What survived was a much smaller set. I now keep three dashboards, and I mean keep, as in look at:

Overview. Is everything up, is anything on fire, are the disks filling. One screen, big numbers, red when bad. This is the only one I have on a wall display.
Per-host. CPU, memory, disk, and the single most important per-host detail, which is temperature, because this gear lives in a cupboard and summer is a real threat.
The annoying one. Whatever's currently misbehaving gets a focused dashboard while I'm debugging it, and that dashboard gets deleted when the problem's solved. It's scaffolding, not furniture.

Alerts do the watching now

The deeper realisation was that a dashboard is a terrible primary signal. A dashboard only works if a human is looking at it, and I am usually not looking at it, because I have a life and the entire point of automating this stuff was to get that life back.

So the real monitoring moved into alerting rules. The dashboards are now for context once an alert has already told me something's wrong. A representative rule, in Prometheus' alerting syntax, looks like this:

groups:
  - name: homelab
    rules:
      - alert: DiskFillingUp
        expr: predict_linear(node_filesystem_avail_bytes{mountpoint="/data"}[6h], 7*24*3600) < 0
        for: 30m
        labels:
          severity: warning
        annotations:
          summary: "{{ $labels.instance }} /data will fill within a week"

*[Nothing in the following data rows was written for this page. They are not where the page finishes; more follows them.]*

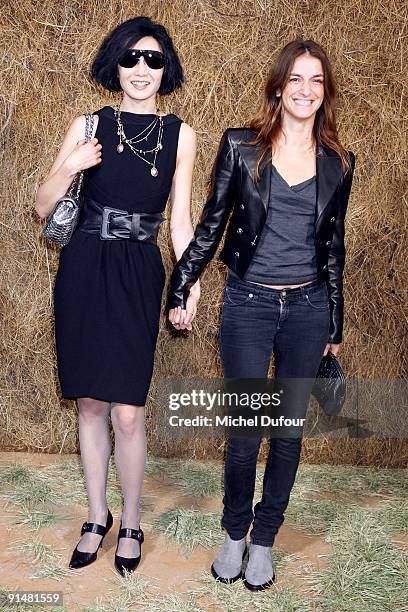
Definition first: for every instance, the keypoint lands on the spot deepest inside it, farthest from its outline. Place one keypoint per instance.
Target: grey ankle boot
(259, 574)
(227, 567)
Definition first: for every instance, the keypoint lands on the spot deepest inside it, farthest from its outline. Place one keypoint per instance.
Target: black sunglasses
(154, 59)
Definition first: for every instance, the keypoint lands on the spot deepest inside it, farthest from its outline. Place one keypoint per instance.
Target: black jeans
(256, 322)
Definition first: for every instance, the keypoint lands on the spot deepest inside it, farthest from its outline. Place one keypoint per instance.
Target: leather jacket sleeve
(210, 228)
(336, 259)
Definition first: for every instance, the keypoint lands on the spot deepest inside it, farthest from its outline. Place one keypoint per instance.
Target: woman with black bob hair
(110, 279)
(115, 45)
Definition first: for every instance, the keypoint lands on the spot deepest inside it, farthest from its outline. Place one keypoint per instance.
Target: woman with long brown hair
(286, 179)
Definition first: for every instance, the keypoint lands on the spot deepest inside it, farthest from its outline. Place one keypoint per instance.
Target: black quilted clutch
(330, 385)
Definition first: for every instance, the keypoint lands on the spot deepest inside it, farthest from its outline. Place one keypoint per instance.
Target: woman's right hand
(83, 156)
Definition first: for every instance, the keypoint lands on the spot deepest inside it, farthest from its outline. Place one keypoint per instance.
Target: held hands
(182, 319)
(333, 348)
(85, 155)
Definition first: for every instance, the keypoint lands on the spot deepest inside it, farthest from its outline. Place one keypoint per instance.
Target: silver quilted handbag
(63, 220)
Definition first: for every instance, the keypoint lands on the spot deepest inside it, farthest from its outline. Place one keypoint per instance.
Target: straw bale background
(46, 49)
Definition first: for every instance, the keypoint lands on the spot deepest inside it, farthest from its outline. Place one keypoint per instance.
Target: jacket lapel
(250, 154)
(328, 175)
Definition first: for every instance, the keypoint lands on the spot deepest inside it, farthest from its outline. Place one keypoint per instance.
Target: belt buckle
(106, 213)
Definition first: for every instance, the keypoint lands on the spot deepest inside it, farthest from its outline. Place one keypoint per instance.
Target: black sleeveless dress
(107, 293)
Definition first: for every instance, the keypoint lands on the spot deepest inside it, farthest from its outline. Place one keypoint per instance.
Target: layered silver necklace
(141, 137)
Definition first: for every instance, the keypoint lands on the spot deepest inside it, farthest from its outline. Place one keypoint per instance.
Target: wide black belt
(116, 224)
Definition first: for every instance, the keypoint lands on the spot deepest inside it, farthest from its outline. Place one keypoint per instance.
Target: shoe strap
(93, 528)
(135, 534)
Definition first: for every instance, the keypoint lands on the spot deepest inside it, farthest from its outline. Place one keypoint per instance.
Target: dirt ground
(162, 562)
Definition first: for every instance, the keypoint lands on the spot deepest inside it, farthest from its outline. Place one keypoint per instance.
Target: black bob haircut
(105, 65)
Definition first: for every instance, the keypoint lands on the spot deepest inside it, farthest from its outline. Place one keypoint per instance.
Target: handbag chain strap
(76, 186)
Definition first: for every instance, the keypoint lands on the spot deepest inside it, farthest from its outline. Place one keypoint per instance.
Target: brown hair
(267, 122)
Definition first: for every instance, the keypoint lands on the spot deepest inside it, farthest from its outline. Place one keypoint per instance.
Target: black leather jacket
(233, 189)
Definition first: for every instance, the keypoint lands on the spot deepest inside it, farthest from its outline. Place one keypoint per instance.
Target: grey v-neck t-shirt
(286, 252)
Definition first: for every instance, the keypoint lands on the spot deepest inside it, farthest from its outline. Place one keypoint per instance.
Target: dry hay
(226, 48)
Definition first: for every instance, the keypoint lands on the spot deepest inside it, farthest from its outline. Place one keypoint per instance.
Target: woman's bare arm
(75, 155)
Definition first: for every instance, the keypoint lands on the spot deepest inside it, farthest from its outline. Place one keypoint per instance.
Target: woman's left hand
(333, 348)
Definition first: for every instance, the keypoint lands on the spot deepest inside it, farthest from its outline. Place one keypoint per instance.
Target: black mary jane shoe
(81, 559)
(259, 587)
(126, 563)
(228, 580)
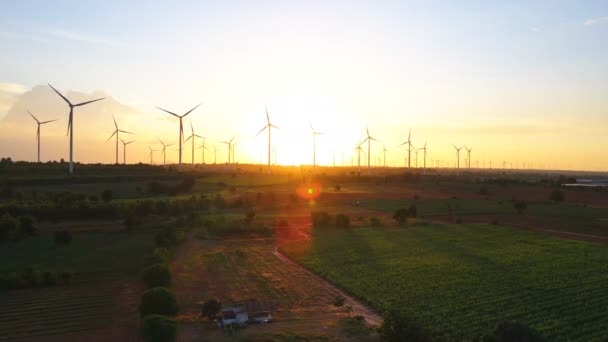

predict_linear is the bit I wish I'd found years earlier. Instead of alerting when a disk is 90% full, which on a slowly-filling array is both too early and too late, it fits a line to the last six hours and warns me if the trend says I've got under a week. That gives me a calm Saturday to deal with it rather than a panicked Tuesday. The alert lands in a Telegram channel, and that's it. No dashboard required to find out something's wrong. The dashboard is only for working out why.

What I'd tell past me

The mistake wasn't collecting too much data. Storage is cheap and Prometheus is happy to hold months of it, and having the history when you do need to investigate is genuinely valuable. The mistake was confusing collecting data with monitoring. I'd built a museum and called it an observability stack.

If you're staring at your own wall of panels wondering why none of it ever helps in a crisis, try the question. Walk each panel and ask what you'd do differently if it changed. Be honest. Delete the ones that don't survive. You'll end up with far fewer dashboards and, oddly, far more confidence, because the handful that remain are the handful that have actually earned a place on the screen. The rest were just nice to look at, and nice to look at is not the job.